Lurking Experience I've only lurked in online space once. I logged onto a parallel universe sort of site to check out its learning possibilities but probably didn't get past stage 1... Stage 1 was floating around looking at people who were standing around with names but no comments...and who weren't doing much in particular. I think we were all a bunch of newbies in online space...and not being a gamer, I didn't fulfill the few learning skills I needed to get to the next level where more interesting virtual people congregate. So I lurked and flew through people and landed here and there and figured that the game was taking up too much space on my working computer...so I logged out, deleted the .exe download and went back to work. So much for the hyperbole of that space for learning purposes, I thought.

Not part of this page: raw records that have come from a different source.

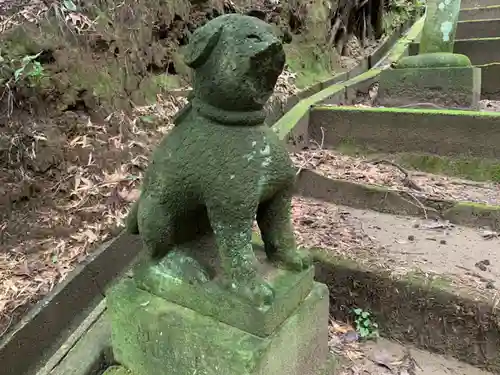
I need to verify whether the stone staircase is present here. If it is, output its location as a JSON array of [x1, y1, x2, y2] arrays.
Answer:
[[294, 0, 500, 375], [409, 0, 500, 100]]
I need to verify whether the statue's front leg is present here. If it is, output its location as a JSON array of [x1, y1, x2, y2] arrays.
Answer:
[[257, 186, 311, 271], [207, 199, 274, 306]]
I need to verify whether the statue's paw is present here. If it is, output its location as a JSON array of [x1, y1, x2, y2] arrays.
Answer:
[[271, 250, 312, 271], [230, 277, 274, 306]]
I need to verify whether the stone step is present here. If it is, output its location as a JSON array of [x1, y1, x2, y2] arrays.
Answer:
[[479, 63, 500, 100], [408, 37, 500, 65], [460, 0, 500, 9], [328, 336, 491, 375], [293, 197, 500, 375], [456, 19, 500, 39], [458, 5, 500, 21]]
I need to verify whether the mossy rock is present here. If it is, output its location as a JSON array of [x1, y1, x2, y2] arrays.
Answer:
[[393, 52, 472, 69], [103, 366, 132, 375]]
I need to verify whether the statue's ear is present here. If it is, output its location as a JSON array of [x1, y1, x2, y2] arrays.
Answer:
[[184, 23, 222, 69]]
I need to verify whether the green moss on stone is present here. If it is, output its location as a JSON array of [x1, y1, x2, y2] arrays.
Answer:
[[285, 39, 338, 89], [392, 153, 500, 182], [314, 105, 500, 119], [102, 366, 132, 375], [107, 280, 328, 375], [134, 248, 314, 337]]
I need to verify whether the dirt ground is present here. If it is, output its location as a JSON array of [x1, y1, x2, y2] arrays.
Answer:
[[293, 197, 500, 295], [329, 321, 489, 375], [292, 148, 500, 205]]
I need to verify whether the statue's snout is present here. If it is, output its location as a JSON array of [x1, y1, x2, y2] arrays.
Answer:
[[250, 38, 286, 75]]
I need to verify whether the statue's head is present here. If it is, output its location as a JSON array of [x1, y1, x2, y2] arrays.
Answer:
[[185, 14, 285, 111]]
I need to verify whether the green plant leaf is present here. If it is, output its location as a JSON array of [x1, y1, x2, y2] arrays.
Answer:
[[14, 66, 24, 81], [63, 0, 76, 12]]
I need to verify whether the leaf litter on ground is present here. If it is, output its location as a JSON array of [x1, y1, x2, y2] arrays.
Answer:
[[292, 146, 500, 205]]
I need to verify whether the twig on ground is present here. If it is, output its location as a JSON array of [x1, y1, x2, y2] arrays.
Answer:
[[403, 191, 429, 220], [367, 159, 423, 191], [296, 127, 325, 176]]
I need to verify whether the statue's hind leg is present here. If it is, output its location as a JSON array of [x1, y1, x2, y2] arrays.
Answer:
[[257, 186, 311, 271], [207, 198, 274, 306], [137, 194, 175, 260]]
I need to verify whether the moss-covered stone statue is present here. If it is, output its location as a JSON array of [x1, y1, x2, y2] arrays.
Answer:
[[128, 14, 311, 305]]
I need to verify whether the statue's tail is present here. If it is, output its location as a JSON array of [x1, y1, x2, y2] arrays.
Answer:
[[127, 200, 139, 234]]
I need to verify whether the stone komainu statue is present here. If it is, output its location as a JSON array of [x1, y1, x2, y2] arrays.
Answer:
[[128, 14, 310, 305]]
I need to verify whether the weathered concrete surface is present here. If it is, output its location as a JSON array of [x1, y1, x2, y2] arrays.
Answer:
[[108, 280, 329, 375], [309, 106, 500, 159], [480, 63, 500, 100], [348, 339, 492, 375], [296, 170, 500, 231], [460, 0, 500, 9], [408, 37, 500, 65], [377, 67, 481, 110], [0, 234, 142, 375], [458, 5, 500, 21], [455, 19, 500, 39], [316, 207, 500, 375]]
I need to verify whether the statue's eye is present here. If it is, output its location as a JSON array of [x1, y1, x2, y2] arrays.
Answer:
[[247, 34, 262, 42]]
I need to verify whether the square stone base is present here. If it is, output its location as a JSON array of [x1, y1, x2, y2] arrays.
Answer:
[[377, 67, 481, 110], [107, 279, 329, 375]]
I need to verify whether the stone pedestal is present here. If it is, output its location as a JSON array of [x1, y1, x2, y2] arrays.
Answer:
[[107, 245, 329, 375], [377, 66, 481, 110]]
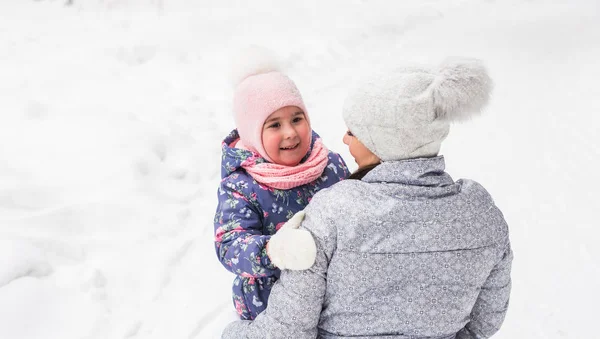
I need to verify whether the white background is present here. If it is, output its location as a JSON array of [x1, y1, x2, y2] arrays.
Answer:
[[0, 0, 600, 339]]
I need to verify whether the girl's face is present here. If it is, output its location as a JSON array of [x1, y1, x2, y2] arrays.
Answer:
[[262, 106, 312, 166], [343, 131, 381, 168]]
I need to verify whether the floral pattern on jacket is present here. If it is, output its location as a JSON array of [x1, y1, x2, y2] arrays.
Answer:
[[214, 130, 349, 319]]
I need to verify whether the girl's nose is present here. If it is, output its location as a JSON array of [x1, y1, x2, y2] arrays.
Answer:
[[342, 133, 350, 146], [283, 125, 298, 139]]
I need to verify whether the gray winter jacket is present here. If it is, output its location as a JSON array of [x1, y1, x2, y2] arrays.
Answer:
[[223, 156, 512, 339]]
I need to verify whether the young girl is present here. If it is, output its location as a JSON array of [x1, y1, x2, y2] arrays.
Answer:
[[214, 47, 349, 320]]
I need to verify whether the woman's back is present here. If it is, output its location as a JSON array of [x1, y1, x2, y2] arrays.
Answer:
[[312, 157, 511, 338]]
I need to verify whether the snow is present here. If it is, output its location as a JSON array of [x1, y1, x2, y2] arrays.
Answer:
[[0, 0, 600, 339]]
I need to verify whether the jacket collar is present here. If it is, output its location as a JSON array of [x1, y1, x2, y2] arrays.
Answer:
[[362, 155, 454, 187]]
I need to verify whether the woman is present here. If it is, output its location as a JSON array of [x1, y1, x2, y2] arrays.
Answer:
[[223, 59, 512, 339]]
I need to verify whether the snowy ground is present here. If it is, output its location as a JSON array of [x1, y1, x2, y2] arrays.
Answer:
[[0, 0, 600, 339]]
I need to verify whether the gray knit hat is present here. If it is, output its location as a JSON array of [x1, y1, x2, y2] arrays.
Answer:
[[343, 58, 493, 161]]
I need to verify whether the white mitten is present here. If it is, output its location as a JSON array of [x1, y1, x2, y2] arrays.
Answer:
[[267, 211, 317, 270]]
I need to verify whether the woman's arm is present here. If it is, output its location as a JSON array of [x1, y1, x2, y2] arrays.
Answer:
[[456, 238, 513, 339]]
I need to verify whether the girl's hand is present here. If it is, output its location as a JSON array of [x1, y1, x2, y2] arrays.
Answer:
[[267, 211, 317, 270]]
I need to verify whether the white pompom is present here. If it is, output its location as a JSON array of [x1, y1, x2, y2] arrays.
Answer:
[[230, 45, 281, 86], [431, 57, 493, 121]]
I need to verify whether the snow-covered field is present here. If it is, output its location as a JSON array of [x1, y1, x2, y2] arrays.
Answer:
[[0, 0, 600, 339]]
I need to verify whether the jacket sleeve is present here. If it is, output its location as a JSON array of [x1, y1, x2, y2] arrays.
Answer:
[[456, 239, 513, 339], [214, 180, 279, 278], [222, 205, 336, 339]]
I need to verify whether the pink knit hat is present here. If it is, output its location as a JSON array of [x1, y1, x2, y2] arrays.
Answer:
[[233, 47, 310, 162]]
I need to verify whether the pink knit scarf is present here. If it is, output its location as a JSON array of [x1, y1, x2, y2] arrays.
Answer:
[[242, 138, 329, 190]]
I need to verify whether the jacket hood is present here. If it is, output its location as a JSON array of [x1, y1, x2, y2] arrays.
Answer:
[[221, 129, 320, 179]]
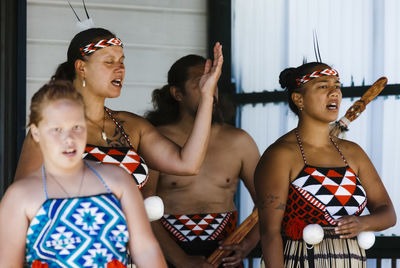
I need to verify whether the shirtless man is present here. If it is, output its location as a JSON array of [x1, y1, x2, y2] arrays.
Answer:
[[142, 55, 260, 267]]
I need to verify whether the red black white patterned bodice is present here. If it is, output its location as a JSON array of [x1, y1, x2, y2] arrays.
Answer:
[[83, 108, 149, 189], [282, 130, 367, 239]]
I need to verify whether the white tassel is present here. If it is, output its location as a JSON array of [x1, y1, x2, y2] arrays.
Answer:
[[144, 196, 164, 221]]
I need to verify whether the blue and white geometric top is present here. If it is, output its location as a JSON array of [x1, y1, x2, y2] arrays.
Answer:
[[26, 163, 129, 268]]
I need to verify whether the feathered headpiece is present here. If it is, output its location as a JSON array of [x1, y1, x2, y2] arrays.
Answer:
[[67, 0, 94, 31]]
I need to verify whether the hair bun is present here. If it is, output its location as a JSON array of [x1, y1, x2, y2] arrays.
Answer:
[[279, 68, 298, 88]]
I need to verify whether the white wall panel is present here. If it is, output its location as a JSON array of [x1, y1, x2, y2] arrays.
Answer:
[[27, 0, 207, 115]]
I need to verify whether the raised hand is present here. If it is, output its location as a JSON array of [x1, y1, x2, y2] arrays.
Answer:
[[199, 42, 224, 96]]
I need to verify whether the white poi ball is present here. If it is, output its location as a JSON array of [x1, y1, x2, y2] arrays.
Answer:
[[303, 224, 324, 245], [357, 231, 375, 249], [144, 196, 164, 221]]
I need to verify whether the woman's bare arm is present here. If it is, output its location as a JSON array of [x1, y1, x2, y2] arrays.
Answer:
[[254, 144, 291, 268]]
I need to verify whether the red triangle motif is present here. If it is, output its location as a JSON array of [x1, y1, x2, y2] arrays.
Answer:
[[326, 169, 343, 178], [335, 195, 351, 206], [323, 185, 339, 195], [203, 218, 214, 224], [126, 154, 140, 162], [312, 175, 326, 183], [304, 167, 316, 175], [346, 176, 357, 184], [85, 146, 95, 153], [91, 153, 106, 162], [341, 185, 356, 194], [179, 219, 190, 225], [192, 229, 203, 236], [108, 149, 124, 155], [121, 163, 140, 173]]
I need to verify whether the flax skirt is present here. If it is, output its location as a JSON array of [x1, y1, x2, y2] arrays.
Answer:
[[260, 238, 367, 268]]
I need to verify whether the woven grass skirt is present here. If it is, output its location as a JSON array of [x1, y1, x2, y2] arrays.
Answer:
[[261, 237, 367, 268]]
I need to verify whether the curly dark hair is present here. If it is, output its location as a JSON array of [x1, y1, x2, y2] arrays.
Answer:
[[51, 28, 115, 82], [279, 62, 331, 115], [145, 54, 223, 126]]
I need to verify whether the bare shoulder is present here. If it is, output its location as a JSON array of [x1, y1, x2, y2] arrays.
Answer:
[[218, 124, 255, 145], [2, 171, 46, 214], [334, 138, 365, 159], [335, 138, 372, 170], [109, 109, 150, 127], [156, 124, 178, 139], [87, 161, 132, 197], [263, 132, 299, 160]]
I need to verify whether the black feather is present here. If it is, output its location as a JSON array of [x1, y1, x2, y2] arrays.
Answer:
[[82, 0, 89, 19], [67, 0, 81, 21]]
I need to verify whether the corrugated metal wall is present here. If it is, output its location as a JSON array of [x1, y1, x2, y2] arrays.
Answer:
[[26, 0, 207, 115]]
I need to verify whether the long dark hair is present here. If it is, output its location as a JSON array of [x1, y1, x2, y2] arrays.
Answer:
[[145, 55, 223, 126], [51, 28, 115, 82], [279, 62, 331, 115]]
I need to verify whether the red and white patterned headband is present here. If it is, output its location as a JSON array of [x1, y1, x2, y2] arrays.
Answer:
[[296, 68, 339, 86], [80, 37, 123, 56]]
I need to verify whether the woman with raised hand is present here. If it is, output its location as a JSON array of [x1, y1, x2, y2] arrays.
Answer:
[[0, 80, 166, 268], [15, 28, 223, 188], [255, 62, 396, 268]]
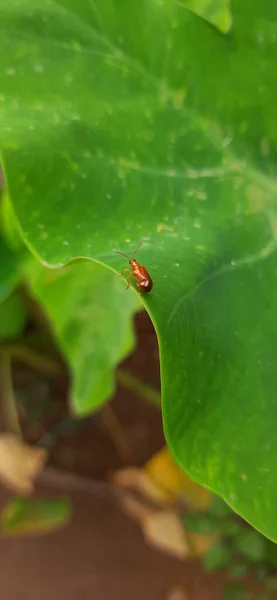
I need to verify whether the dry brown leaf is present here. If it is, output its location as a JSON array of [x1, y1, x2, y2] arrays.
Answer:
[[144, 446, 211, 510], [141, 510, 190, 559], [0, 433, 47, 495]]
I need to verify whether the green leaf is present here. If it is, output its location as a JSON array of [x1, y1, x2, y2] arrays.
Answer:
[[0, 294, 27, 340], [0, 498, 71, 536], [236, 528, 267, 562], [0, 233, 21, 302], [179, 0, 232, 33], [218, 517, 240, 537], [182, 513, 218, 535], [230, 563, 248, 577], [210, 496, 234, 519], [27, 261, 139, 415], [0, 0, 277, 540], [203, 544, 232, 571]]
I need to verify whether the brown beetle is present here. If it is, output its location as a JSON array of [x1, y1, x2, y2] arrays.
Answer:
[[115, 240, 153, 292]]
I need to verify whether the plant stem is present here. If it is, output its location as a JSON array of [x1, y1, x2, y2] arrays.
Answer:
[[0, 344, 62, 376], [101, 404, 132, 465], [117, 369, 161, 406], [0, 352, 22, 439]]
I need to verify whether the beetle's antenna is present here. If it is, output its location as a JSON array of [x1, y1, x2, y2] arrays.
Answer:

Lurking in eLearning Most recently, I've lurked in an online classroom that I helped to build...and still provide support for albeit as a lurking presence. This course is taught as a hybrid, but in an unusual twist, the F2F instructors do not also teach the online version. Rather, they are there as virtual digital video presences. The online instructors themselves have no online teaching experience, and only one of the two had ever taught an online class. The LMS was new to them, etc. I didn't think my contact with them would go beyond the initial curriculum design and creation of curricular materials. That was a job in itself, with much vetting of a leadership text...creation of slideshows...and creation of PR slides for the campus television station and three different sets of posters for the local neighborhood. I had the pleasure of building a virtual learning ecology and then seeing it get populated and "lived in" for a time. Another wrong assumption was that I could lurk at my leisure to read the astute and experienced comments of leaders from the local community. Indeed, the comments were insightful...but there was no passive lurking for me.
However, come the first week, the digital video had to be summarized for accessibility. Then an announcement had to be made about where individuals could find the materials. The F2F learners wanted to see themselves on the small screen...and so all wanted access to the online course as well. They had to be integrated without confusing the online course dynamics. A student couldn't get the RealMedia files to open. The changing phrasing on an "Equal Access" policy had to be uploaded. As the semester moved on, message board forums had to be moved around.
Yet, there are limits to how many interactions a silent lurker may have online. While I had encouraged a telepresence build for the course, I could see that one instructor totally ignored this concept...and really didn't appear much. Shhh. Some sparkly comments by learners could foster a response. Shhh. I had a great set of book notes that would help in the study, but I'd given this set to instructors, and in the rules of info hierarchy, I couldn't even it up for their learners. Shhh.
There's a kind of finesse to lurking silently...and effectively in a class without leaving virtual footprints in the online classroom.